Type: | Package |
Title: | Matrix Profile |
Version: | 0.5.0 |
Date: | 2018-08-14 |
Author: | Donghwan Kim |
Maintainer: | Donghwan Kim <donhkim9714@korea.ac.kr> |
Description: | A simple and the early stage package for matrix profile based on the paper of Chin-Chia Michael Yeh, Yan Zhu, Liudmila Ulanova, Nurjahan Begum, Yifei Ding, Hoang Anh Dau, Diego Furtado Silva, Abdullah Mueen, and Eamonn Keogh (2016) <doi:10.1109/ICDM.2016.0179>. This package calculates all-pairs-similarity for a given window size for time series data. |
License: | GPL-3 |
Encoding: | UTF-8 |
LazyData: | yes |
Repository: | CRAN |
URL: | https://github.com/ainsuotain/matrixprofile |
Depends: | R (≥ 3.0.0), graphics, stats, TTR, zoo, fftw, signal |
NeedsCompilation: | no |
Packaged: | 2018-08-17 00:46:05 UTC; David |
Date/Publication: | 2018-08-17 09:20:07 UTC |
Mueen's ultra-fast Algorithm for Similarity Search (MASS)
Description
Calculates a sliding dot prodocts of given data.
Usage
mass(q, t)
Arguments
q |
A query data for dot product. |
t |
A timeseries data for analysis. |
Value
Dot products between query and all subsequences in Timeseries.
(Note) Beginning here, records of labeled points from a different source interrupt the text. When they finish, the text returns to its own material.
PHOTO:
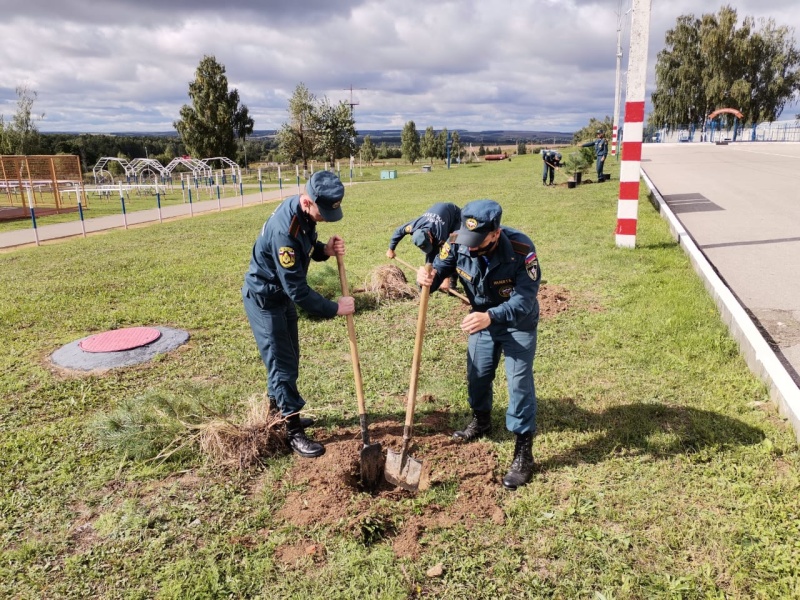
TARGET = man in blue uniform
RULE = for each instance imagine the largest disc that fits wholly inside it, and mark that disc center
(429, 232)
(500, 273)
(276, 281)
(600, 151)
(551, 160)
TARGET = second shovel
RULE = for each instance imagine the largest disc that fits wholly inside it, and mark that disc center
(402, 469)
(371, 454)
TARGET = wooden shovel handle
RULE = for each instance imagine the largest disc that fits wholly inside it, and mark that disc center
(412, 387)
(351, 334)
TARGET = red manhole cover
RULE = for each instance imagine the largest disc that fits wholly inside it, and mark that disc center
(120, 339)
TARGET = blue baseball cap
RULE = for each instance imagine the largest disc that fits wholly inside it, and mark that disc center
(327, 191)
(478, 219)
(423, 240)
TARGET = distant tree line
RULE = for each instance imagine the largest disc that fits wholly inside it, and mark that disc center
(217, 124)
(709, 63)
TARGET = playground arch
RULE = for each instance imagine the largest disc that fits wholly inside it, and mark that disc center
(729, 111)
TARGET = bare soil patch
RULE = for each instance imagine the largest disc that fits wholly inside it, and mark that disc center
(465, 478)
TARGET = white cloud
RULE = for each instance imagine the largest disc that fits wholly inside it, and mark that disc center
(125, 65)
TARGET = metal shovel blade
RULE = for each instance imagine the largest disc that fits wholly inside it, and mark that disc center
(403, 470)
(371, 466)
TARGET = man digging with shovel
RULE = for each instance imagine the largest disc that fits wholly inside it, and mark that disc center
(276, 281)
(500, 273)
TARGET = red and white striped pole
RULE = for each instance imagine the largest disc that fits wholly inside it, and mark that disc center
(628, 205)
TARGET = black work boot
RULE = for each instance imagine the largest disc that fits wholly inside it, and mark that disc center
(273, 408)
(479, 426)
(522, 466)
(299, 441)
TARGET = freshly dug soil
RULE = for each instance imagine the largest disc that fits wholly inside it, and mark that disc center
(467, 476)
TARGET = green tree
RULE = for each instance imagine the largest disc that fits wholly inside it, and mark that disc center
(335, 131)
(368, 151)
(428, 144)
(455, 151)
(207, 127)
(441, 144)
(383, 151)
(409, 142)
(21, 135)
(297, 138)
(242, 125)
(710, 63)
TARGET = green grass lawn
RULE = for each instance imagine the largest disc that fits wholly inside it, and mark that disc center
(663, 470)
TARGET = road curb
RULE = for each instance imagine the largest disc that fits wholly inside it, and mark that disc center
(759, 356)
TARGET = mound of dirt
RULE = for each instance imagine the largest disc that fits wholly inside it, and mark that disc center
(467, 475)
(552, 300)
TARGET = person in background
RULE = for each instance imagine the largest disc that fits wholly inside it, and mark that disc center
(600, 151)
(276, 282)
(500, 272)
(551, 161)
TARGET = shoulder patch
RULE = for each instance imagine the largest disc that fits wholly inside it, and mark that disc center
(294, 227)
(464, 275)
(286, 257)
(532, 266)
(520, 247)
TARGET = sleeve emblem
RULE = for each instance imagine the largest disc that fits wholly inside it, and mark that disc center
(532, 266)
(286, 257)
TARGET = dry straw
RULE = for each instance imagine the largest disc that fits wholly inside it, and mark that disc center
(388, 282)
(243, 445)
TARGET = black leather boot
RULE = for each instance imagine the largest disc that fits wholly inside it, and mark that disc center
(273, 407)
(522, 466)
(299, 441)
(478, 427)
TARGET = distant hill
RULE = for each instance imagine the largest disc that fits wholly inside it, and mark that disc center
(392, 136)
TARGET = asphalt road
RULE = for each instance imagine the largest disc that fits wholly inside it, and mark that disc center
(740, 203)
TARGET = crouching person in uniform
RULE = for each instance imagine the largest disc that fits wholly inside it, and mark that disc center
(429, 232)
(276, 282)
(500, 273)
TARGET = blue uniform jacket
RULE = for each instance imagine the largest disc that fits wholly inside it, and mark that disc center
(600, 147)
(506, 287)
(280, 260)
(441, 220)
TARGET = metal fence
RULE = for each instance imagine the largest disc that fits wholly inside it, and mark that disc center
(778, 131)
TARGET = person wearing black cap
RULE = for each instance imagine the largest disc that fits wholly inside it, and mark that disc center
(276, 282)
(551, 160)
(500, 273)
(429, 231)
(600, 151)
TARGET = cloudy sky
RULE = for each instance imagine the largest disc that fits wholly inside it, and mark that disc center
(125, 65)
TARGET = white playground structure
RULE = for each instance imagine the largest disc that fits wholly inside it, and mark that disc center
(147, 175)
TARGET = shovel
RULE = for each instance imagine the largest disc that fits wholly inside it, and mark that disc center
(403, 470)
(371, 454)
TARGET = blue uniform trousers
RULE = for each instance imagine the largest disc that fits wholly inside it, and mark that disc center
(483, 358)
(600, 163)
(548, 170)
(274, 326)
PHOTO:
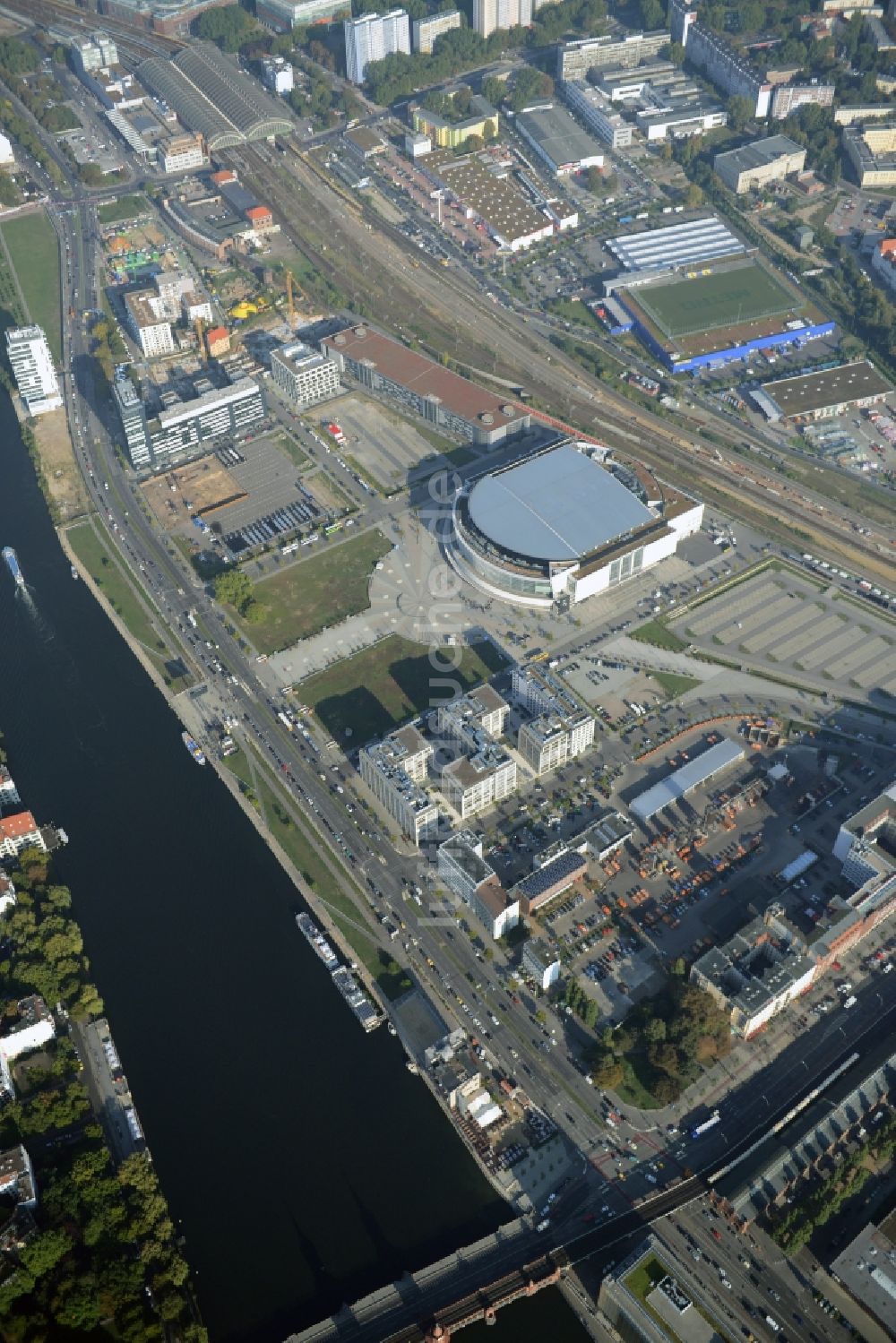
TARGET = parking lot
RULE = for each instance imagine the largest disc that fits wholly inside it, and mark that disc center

In the paper, we can implicitly construct a distance matrix with this output values that are the result of these dot products.
Author(s)
Donghwan Kim
ainsuotain@hanmail.net
donhkim9714@korea.ac.kr
dhkim2@bistel.com
References
Yeh, C. C. M., Zhu, Y., Ulanova, L., Begum, N., Ding, Y., Dau, H. A., ... & Keogh, E. (2016) <DOI:10.1109/ICDM.2016.0179>. 2016 IEEE 16th International Conference on Data Mining (ICDM), Barcelona, 2016, pp. 1317-1322.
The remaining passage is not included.